Very often there are no signs or symptoms for pre-diabetes. It is often discovered during a routine physical with basic screening for fasting blood glucose levels. The normal level is below 100 mg/dl. If it's 100 to 125 mg/dl, this indicates that you have impaired fasting glucose or pre-diabetes. Over 126 mg/dl most likely means a diagnosis of Type 2 diabetes.

Preventing Type 2:

Having pre-diabetes puts you at a higher risk for Type 2 diabetes in the future. But it doesn't have to mean that you will get Type 2 diabetes. A healthy lifestyle change can lower your risk and improve the way your body uses insulin. A low fat diet and calories can help you lose weight. The less fat and more muscle you have, the less resistant to insulin you will be. Exercising regularly not only helps you to lose weight, but also help lower your blood glucose level by using glucose as energy.

What Is Diabetes?

The Balance of Glucose and Insulin:

Diabetes is a disorder that affects the way your body uses food for energy. Normally, the sugar you take in is digested and broken down to a simple sugar, known as glucose. The glucose then circulates in your blood where it waits to enter cells to be used as fuel. Insulin, a hormone produced by the pancreas, helps move the glucose into cells. A healthy pancreas adjusts the amount of insulin based on the level of glucose. But, if you have diabetes, this process breaks down, and blood sugar levels become too high.

There are two main types of full-blown diabetes. People with Type 1 diabetes are completely unable to produce insulin. People with Type 2 diabetes can produce insulin, but their cells don't respond to it. In either case, the glucose can't move into the cells and blood glucose levels can become high. Over time, these high glucose levels can cause serious complications.
Pre-Diabetes:

Pre-diabetes means that the cells in your body are becoming resistant to insulin or your pancreas is not producing as much insulin as required. Your blood glucose levels are higher than normal, but not high enough to be called diabetes. This is also known as "impaired fasting glucose" or "impaired glucose tolerance". A diagnosis of pre-diabetes is a warning sign that diabetes will develop later. The good news: You can prevent the development of Type 2 diabetes by losing weight, making changes in your diet and exercising.


Type 1 Diabetes:

A person with Type 1 diabetes can't make any insulin. Type 1 most often occurs before age 30, but may strike at any age. Type 1 can be caused by a genetic disorder. The origins of Type 1 are not fully understood, and there are several theories. But all of the possible causes still have the same end result: The pancreas produces very little or no insulin anymore. Frequent insulin injections are needed for Type 1.

Type 2 Diabetes:

A person with Type 2 diabetes has adequate insulin, but the cells have become resistant to it. Type 2 usually occurs in adults over 35 years old, but can affect anyone, including children. The National Institutes of Health state that 95 percent of all diabetes cases are Type 2. Why? It's a lifestyle disease, triggered by obesity, a lack of exercise, increased age and to some degree, genetic predisposition.

Gestational Diabetes:

Gestational diabetes (GD) affects about 4 percent of all pregnant women. It usually appears during the second trimester and disappears after the birth of the baby.
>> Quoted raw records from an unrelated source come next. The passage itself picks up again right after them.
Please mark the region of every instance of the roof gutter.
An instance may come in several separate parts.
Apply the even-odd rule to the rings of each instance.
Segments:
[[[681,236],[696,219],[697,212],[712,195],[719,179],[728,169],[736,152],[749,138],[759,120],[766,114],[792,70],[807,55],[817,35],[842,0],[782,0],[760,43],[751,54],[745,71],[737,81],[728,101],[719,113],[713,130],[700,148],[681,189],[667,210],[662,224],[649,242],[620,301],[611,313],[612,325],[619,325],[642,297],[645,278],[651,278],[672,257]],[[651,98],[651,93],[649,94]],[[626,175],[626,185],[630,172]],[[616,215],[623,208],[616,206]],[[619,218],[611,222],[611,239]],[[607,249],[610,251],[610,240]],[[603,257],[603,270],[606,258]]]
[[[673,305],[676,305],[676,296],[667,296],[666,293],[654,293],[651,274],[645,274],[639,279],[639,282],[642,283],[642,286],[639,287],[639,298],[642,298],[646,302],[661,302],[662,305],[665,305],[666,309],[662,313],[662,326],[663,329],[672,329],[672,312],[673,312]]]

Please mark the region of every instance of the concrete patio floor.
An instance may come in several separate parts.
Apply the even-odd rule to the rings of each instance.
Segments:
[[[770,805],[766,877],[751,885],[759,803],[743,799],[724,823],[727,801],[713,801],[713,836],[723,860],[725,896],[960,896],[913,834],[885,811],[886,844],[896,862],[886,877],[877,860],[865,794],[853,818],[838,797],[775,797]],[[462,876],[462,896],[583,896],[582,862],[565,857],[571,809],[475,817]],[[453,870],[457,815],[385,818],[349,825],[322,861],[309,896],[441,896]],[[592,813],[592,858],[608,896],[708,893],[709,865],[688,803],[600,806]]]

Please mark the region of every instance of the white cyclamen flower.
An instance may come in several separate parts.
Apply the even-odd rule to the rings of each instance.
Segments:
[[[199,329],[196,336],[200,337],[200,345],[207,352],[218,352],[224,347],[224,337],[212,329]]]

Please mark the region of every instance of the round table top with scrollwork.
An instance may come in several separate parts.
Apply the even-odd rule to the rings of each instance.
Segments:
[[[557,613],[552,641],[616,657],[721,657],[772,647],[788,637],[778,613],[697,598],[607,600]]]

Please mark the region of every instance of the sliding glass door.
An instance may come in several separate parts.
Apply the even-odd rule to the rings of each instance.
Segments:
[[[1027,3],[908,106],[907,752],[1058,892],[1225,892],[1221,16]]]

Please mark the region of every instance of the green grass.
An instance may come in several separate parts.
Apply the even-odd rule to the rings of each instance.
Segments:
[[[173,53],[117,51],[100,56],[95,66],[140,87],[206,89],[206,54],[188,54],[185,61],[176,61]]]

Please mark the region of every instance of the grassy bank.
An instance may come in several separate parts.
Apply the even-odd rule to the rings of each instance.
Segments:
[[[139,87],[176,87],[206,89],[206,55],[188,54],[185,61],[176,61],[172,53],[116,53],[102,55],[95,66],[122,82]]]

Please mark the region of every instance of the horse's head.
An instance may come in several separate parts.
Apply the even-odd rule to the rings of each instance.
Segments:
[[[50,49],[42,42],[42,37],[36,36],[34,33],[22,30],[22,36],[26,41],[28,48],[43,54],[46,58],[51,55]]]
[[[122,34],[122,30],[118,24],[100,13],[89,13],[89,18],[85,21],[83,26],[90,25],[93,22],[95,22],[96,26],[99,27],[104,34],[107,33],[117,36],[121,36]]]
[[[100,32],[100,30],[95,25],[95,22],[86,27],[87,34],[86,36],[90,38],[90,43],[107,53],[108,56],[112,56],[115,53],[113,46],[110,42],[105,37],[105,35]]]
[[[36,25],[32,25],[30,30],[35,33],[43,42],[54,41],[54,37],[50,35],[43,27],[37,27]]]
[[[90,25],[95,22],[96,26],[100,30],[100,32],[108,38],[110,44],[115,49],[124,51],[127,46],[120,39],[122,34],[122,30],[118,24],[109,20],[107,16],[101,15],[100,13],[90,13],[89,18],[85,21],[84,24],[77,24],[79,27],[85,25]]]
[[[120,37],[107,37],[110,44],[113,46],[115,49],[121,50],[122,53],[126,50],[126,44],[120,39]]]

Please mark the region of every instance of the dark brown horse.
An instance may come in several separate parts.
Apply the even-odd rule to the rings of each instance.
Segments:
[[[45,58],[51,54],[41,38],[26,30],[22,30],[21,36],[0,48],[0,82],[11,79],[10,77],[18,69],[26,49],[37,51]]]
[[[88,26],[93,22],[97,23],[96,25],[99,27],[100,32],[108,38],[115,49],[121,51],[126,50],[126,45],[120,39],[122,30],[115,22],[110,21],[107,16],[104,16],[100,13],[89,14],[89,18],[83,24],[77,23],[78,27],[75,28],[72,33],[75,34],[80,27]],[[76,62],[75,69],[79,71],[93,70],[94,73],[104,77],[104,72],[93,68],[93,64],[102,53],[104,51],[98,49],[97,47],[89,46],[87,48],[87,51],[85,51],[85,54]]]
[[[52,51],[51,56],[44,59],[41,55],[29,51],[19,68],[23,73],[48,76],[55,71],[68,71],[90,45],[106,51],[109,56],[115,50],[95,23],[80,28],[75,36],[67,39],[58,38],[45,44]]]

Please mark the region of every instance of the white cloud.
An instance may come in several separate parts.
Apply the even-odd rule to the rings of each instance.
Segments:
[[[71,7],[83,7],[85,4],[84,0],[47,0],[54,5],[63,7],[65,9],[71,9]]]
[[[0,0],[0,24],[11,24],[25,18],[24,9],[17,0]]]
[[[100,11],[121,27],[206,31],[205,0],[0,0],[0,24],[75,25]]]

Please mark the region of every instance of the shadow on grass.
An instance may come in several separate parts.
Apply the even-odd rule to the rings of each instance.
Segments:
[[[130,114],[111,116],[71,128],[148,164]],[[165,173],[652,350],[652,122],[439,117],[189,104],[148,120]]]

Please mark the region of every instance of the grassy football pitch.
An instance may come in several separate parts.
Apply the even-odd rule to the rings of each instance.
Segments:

Like Type 1 and Type 2, your body can't use glucose effectively and blood glucose levels get too high. When GD is not controlled, complications can affect both you and your baby. Your doctor will help you work out a diet and exercise plan, and possibly medication. Having GD increases your risk for developing it again during future pregnancies and also raises your risk of Type 2 diabetes later in life.